Love reforms
Rajitha
CREDITS:
Cast: Manoj, Richa Palot, Dhamu, Vinu Chakravarthy, Vaiyapuri
Director: Sharan
Music: A R Rahman
Editor: Suresh Urs
Art: Mohana Mahendran
Camera: A Venkatesh
Producer: Janani Creations
Veteran director Bharatiraja has been moving heaven and earth, and everything in-between, to try and launch his son Manoj on the Tamil marquee.
In fact, Bharatiraja helmed Manoj's debut film, Taj Mahal --- only for it to prove an embarassing flop. Then came the much-delayed Kadal Pookal, which bagged a National Award for screenplay without, however, showing any kind of legs at the box office.
This time, Bharatiraja is content to play producer, while roping in Sharan to direct his son.
Sharan has an affinity for children who do not get the love they deserve from their parents. In fact, the character of the hero (Ajith) in his earlier outing, Amarkalam, showed a similar bias.
So in Alli Arjuna too, Manoj has a bad childhood, growing up to be a young lad whose sole aim in life is to irritate his father. Manoj leaves home and stays in a run-down, abandoned police station (again, shades of Sharan's penchant for unusual settings, similar to the cinema hall that was the locale of Amarkalam) with a group of guys (Vinu Chakravarthy, Vaiyapuri, Dhamu -- the same team that formed the backbone of the Amarkalam cast).
Debutante Richa Pallot plays a young girl who, scarred by her friend's horrible death, runs away from home. The friend was sexually assaulted in a shopping mall and kissed in public --- a traumatic incident that leads her to commit suicide.
The friend's prospective bridegroom, far from being affected by the tragedy, cynically proposes marriage to Richa, arguing that life has to go on. Sickened, Richa runs away and ends up in the same house where Manoj and gang are staying.

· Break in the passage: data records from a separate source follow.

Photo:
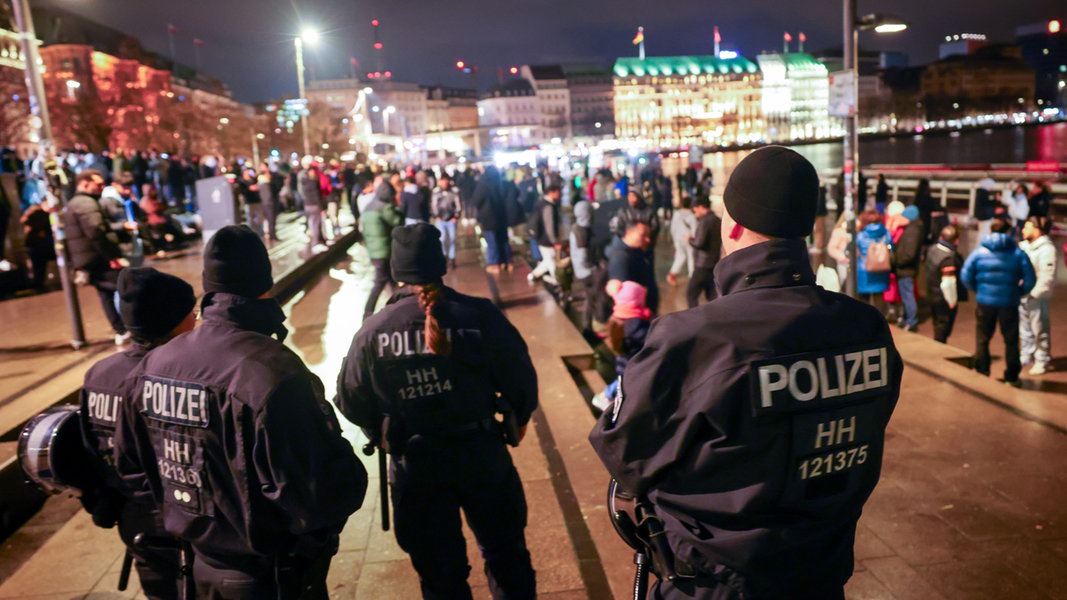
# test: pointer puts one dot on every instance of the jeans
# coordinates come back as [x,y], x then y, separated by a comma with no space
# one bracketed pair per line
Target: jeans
[535,250]
[546,266]
[943,318]
[988,317]
[447,230]
[1035,330]
[907,288]
[382,277]
[683,257]
[314,224]
[497,249]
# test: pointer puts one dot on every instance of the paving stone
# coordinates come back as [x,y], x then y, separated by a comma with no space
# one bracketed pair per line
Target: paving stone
[345,571]
[865,586]
[392,580]
[973,581]
[901,580]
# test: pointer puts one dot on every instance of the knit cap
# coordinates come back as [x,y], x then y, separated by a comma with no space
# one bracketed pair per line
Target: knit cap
[774,191]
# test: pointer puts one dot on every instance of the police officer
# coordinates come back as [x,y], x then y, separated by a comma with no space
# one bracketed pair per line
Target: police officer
[426,376]
[155,308]
[754,424]
[238,443]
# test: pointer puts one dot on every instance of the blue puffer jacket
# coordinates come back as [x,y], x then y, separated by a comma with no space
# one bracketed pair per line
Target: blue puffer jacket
[871,283]
[999,271]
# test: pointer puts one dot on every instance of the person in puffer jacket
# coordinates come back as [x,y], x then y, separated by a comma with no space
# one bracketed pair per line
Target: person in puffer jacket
[870,286]
[1000,274]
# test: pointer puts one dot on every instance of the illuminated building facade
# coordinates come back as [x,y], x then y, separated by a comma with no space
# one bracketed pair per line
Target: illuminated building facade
[15,108]
[512,114]
[795,97]
[100,99]
[674,101]
[553,98]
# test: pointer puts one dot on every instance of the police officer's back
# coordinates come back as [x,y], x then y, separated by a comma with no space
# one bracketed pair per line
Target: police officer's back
[155,308]
[421,378]
[252,469]
[754,424]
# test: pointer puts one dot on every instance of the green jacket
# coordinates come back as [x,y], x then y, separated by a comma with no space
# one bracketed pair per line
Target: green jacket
[377,224]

Manoj falls for her, but she seems him as a chronic never-do-well, a rowdy and a wastrel and will have nothing to do with him. Typically, Manoj changes -- but again, she argues that the fact that he has changed is not per se reason for her to fall in love with him.
And finally, the revelation -- that Manoj, in his erstwhile rough and rowdy avtaar, was the man responsible for kissing her friend in public and leading to her suicide.

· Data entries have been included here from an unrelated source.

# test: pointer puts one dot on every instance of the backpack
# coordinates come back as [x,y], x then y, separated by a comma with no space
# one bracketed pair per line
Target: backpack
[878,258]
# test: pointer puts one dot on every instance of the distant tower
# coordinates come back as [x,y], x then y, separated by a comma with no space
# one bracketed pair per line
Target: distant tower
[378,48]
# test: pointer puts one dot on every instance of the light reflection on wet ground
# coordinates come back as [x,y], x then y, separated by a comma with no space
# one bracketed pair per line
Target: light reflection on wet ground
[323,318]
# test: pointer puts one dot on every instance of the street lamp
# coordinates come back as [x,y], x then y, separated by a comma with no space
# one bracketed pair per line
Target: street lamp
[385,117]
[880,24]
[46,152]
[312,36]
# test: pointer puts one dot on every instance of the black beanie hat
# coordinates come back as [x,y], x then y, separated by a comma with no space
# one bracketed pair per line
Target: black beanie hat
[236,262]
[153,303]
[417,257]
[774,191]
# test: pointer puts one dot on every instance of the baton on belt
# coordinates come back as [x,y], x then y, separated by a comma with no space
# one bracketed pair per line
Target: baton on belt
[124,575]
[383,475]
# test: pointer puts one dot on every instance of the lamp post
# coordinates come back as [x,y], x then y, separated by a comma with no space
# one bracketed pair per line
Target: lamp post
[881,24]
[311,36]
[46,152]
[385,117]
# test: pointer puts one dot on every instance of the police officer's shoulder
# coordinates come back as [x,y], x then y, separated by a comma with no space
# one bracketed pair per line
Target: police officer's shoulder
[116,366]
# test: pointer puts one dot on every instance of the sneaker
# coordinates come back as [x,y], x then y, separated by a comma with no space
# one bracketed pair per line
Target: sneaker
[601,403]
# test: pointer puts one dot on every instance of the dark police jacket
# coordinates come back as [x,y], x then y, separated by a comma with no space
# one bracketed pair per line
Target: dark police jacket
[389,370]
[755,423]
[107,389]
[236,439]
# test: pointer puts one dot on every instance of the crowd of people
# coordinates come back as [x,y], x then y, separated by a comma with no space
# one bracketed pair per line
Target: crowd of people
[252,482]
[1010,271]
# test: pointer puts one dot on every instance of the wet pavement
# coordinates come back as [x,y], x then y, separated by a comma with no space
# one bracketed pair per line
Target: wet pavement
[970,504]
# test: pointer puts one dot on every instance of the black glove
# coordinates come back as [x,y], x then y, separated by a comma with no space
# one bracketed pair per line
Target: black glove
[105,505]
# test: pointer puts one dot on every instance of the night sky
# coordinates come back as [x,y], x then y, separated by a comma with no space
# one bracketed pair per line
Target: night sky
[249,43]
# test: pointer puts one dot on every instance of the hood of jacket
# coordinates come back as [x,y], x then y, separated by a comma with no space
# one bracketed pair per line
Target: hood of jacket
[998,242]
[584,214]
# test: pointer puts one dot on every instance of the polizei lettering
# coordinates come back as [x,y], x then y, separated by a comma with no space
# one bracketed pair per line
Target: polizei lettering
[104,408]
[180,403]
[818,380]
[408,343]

The revelation and its fallout are what the rest of the film is about.
In recent years, eve teasing and sexual harassment, has grown into a full-fledged menace in Chennai. The real life tragedy of Sarika Shah has in fact found cinematic echoes in a scene in Shankar's Mudhalvan, while Sharan too touches on the theme here.

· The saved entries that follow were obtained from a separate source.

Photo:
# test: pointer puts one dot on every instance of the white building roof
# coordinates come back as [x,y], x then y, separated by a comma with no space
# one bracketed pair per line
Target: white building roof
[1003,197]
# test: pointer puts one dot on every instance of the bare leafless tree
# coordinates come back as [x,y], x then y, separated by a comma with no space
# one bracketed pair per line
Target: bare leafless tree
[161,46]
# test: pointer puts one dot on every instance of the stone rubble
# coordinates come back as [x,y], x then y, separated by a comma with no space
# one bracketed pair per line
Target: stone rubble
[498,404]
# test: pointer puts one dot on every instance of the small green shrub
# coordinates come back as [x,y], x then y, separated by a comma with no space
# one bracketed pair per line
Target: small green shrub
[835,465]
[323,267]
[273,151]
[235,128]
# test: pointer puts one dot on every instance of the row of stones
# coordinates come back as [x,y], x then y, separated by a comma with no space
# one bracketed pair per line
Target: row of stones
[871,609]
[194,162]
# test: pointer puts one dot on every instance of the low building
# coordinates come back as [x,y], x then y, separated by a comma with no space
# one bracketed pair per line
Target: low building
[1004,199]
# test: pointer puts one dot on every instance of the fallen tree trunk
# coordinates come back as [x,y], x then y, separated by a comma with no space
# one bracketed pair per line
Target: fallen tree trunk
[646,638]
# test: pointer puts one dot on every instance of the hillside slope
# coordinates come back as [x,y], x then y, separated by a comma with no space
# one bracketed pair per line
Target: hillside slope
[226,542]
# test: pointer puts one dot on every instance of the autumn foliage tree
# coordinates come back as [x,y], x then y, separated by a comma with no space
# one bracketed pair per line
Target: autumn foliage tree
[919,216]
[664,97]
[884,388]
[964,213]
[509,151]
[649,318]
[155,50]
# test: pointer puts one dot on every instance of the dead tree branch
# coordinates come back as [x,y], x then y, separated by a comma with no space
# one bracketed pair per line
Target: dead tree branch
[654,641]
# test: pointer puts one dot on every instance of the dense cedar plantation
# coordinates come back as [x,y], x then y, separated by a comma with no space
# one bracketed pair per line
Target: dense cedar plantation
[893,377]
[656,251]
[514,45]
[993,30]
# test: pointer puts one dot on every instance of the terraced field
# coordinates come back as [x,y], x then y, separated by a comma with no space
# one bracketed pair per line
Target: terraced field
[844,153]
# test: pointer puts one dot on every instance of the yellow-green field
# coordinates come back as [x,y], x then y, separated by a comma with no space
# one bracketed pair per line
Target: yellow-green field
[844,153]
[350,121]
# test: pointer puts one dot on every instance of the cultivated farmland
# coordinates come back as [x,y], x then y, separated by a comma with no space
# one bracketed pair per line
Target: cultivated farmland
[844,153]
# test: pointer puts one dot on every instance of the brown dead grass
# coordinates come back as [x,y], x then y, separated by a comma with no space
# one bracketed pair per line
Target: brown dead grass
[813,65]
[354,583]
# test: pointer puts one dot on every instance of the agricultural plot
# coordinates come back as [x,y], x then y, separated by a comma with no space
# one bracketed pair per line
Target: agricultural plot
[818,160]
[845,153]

This, too, is typical of Sharan. The director has the knack of taking in the buzz words, and weaving them into plots. Thus, in Amarkalam, the Stockholm Syndrome, where the victim of a kidnapper begins to empathise with the abductor was used to good effect.
But somehow the story fails to grip. As do the characters. If in Amarkalam, you empathised with the rowdy Ajit and the vivacious heroine, played by Shalini, you don't feel for either Manoj or Richa.
This, coupled with an overdose of drama in the over-long climax, earn the film demerits at the box office.